Pour faire leur choix, les moustiques prennent en compte plusieurs paramètres comme :
- La quantité de CO2 (dioxyde de carbone) émise par l’individu,
- La vapeur d’eau émise,
- La quantité d’acide lactique produite (produit notamment lors de l’effort physique),
- Ou encore la température du corps. Plus cette dernière sera élevée, plus elle attirera potentiellement les moustiques femelles.
Par ailleurs, les personnes ayant un taux métabolique plus élevé produisent plus de dioxyde de carbone, c’est notamment le cas des personnes de grande taille, en surpoids ou les femmes enceintes, comme le note NBC. Ce qui explique pourquoi ces personnes soient potentiellement plus sujettes aux piqûres que les autres.
Des scientifiques ont également étudié une possible corrélation entrer l’attractivité d’un sujet pour les moustiques avec les colonies de bactéries qui vivent sous la peau de chaque individu. Selon cette étude publiée en 2011, avoir de grandes quantités de seulement quelques types de bactéries rendait la peau plus attrayante pour les moustiques.
En revanche, il est surprenant de constater que la présence d’une grande quantité de bactéries, mais réparties entre une plus grande diversité d’espèces de bactéries différentes, semble rendre la peau moins attrayante. Cela pourrait également expliquer pourquoi les moustiques sont particulièrement enclins à piquer nos chevilles et nos pieds : les colonies de bactéries y sont naturellement plus robustes.
“Ces bactéries font partie du microbiome cutané qui est unique pour chaque être humain. Ce microbiome est notamment responsable des odeurs spécifiques à chaque individu. Ces marqueurs olfactifs ont une influence sur l’attirance que chacun peut provoquer chez les moustiques“, indique M. Rasmont.
Une étude menée au Bukina-Faso en 2010 indique également que la consommation de bière peut attirer davantage les moustiques. Mais bien que les chercheurs aient soupçonné que cela était dû au fait que la consommation d’alcool augmente la quantité d’éthanol excrétée dans la sueur ou à l’augmentation de la température corporelle, aucun de ces facteurs n’a été mis en corrélation avec une plus grande attirance des moustiques. Cela rend leur affinité pour les consommateurs de bière assez floue.

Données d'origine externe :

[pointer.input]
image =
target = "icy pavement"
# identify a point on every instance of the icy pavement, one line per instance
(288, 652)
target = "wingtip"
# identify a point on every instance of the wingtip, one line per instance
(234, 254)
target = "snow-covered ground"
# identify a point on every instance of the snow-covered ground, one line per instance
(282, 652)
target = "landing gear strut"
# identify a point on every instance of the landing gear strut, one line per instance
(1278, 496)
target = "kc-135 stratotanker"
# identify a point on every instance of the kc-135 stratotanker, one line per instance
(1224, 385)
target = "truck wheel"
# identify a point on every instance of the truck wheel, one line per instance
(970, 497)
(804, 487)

Enfin, les couleurs sombres comme le noir ou le bleu marine sont aussi des éléments visuels susceptibles d’attirer les moustiques.
Comment tenter d’échapper aux piqûres ?
Pour tenter d’éviter de se faire piquer, quelques éléments sont à prendre en considération :
- L’utilisation d’insecticides reste le moyen le plus efficace d’éviter les piqûres, en particulier contre le moustique tigre. Le DEET est particulièrement efficace sur toutes les espèces. Cependant, il faut veiller à respecter les conditions d’utilisation du produit. Les répulsifs naturels comme la citronnelle sont, quant à eux, relativement peu efficaces.

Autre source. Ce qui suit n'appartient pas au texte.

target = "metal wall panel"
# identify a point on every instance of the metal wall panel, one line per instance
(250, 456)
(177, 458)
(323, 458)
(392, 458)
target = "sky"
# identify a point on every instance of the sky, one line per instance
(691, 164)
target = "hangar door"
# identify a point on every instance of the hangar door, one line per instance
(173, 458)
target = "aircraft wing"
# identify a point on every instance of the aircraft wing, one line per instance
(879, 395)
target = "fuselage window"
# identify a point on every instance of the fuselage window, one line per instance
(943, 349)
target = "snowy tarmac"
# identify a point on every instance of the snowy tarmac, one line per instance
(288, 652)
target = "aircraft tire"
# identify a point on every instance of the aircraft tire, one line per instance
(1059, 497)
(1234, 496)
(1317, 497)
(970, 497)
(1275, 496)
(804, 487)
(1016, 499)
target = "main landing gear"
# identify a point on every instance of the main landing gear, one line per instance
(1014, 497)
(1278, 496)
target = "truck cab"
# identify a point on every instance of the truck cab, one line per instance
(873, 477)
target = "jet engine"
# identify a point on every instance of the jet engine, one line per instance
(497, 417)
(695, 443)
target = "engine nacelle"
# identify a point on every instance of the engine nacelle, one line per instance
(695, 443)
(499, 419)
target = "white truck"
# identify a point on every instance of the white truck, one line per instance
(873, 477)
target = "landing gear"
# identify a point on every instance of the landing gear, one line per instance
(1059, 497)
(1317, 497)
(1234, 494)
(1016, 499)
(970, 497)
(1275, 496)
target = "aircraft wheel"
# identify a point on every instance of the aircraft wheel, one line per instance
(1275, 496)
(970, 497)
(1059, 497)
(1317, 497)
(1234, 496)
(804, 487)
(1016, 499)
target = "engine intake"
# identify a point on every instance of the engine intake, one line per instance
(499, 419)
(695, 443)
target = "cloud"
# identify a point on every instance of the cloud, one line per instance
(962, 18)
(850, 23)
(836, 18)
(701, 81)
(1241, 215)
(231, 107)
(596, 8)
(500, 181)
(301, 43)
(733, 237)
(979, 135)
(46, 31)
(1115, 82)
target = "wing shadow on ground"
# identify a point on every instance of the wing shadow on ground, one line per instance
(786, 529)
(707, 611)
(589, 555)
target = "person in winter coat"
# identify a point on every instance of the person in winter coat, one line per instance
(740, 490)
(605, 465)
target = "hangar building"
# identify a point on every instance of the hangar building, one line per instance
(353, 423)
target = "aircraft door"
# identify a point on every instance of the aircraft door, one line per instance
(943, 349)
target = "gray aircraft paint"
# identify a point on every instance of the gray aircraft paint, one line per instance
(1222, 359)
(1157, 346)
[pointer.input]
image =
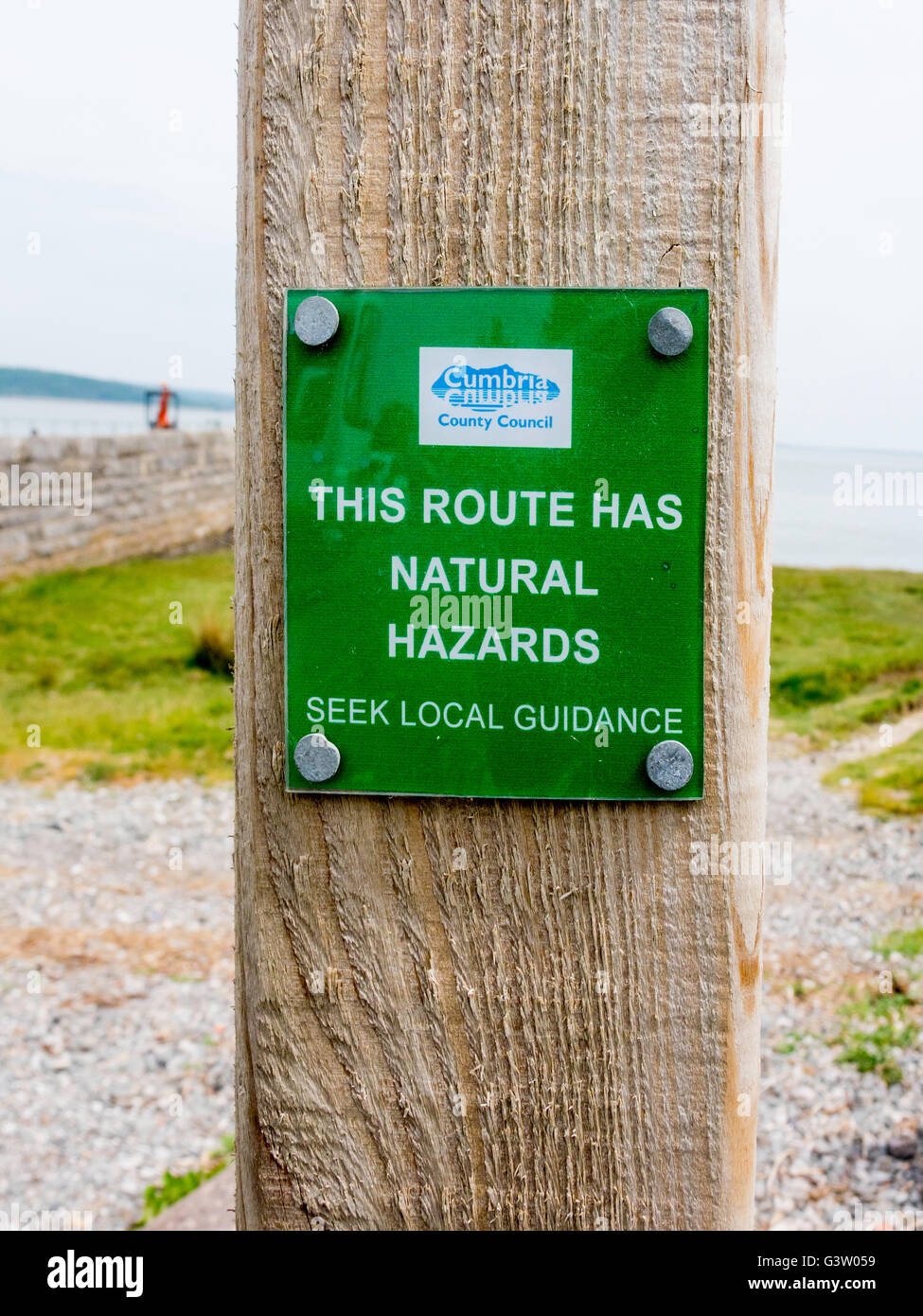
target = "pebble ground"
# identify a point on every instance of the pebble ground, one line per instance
(116, 1025)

- La moustiquaire est une excellente barrière contre les moustiques. Cependant la moindre maille ouverte ou trou sera exploité car le moustique est persévérant. Il est dès lors conseillé de l’imprégner d’insecticide.
- Se couvrir d’habits longs et épais avec pantalon et chaussettes permet de protéger les zones couvertes.
- Les dispositifs électriques anti-insectes peuvent éloigner certains types de moustiques.
- La climatisation, perturbe potentiellement le plan de vol de certaines espèces de moustiques. Par ailleurs, refroidir un lieu peut être bénéfique pour éviter d’attirer certains moustiques.
- Éteindre la lumière le soir pour éviter d’attirer les moustiques n’est pas forcément utile. Selon ses caractéristiques, le moustique n’est pas forcément attiré par la lumière.
Comme le rappellent nos confrères de France Info, pour une protection optimale, l’idéal est de combiner les différentes techniques de prévention.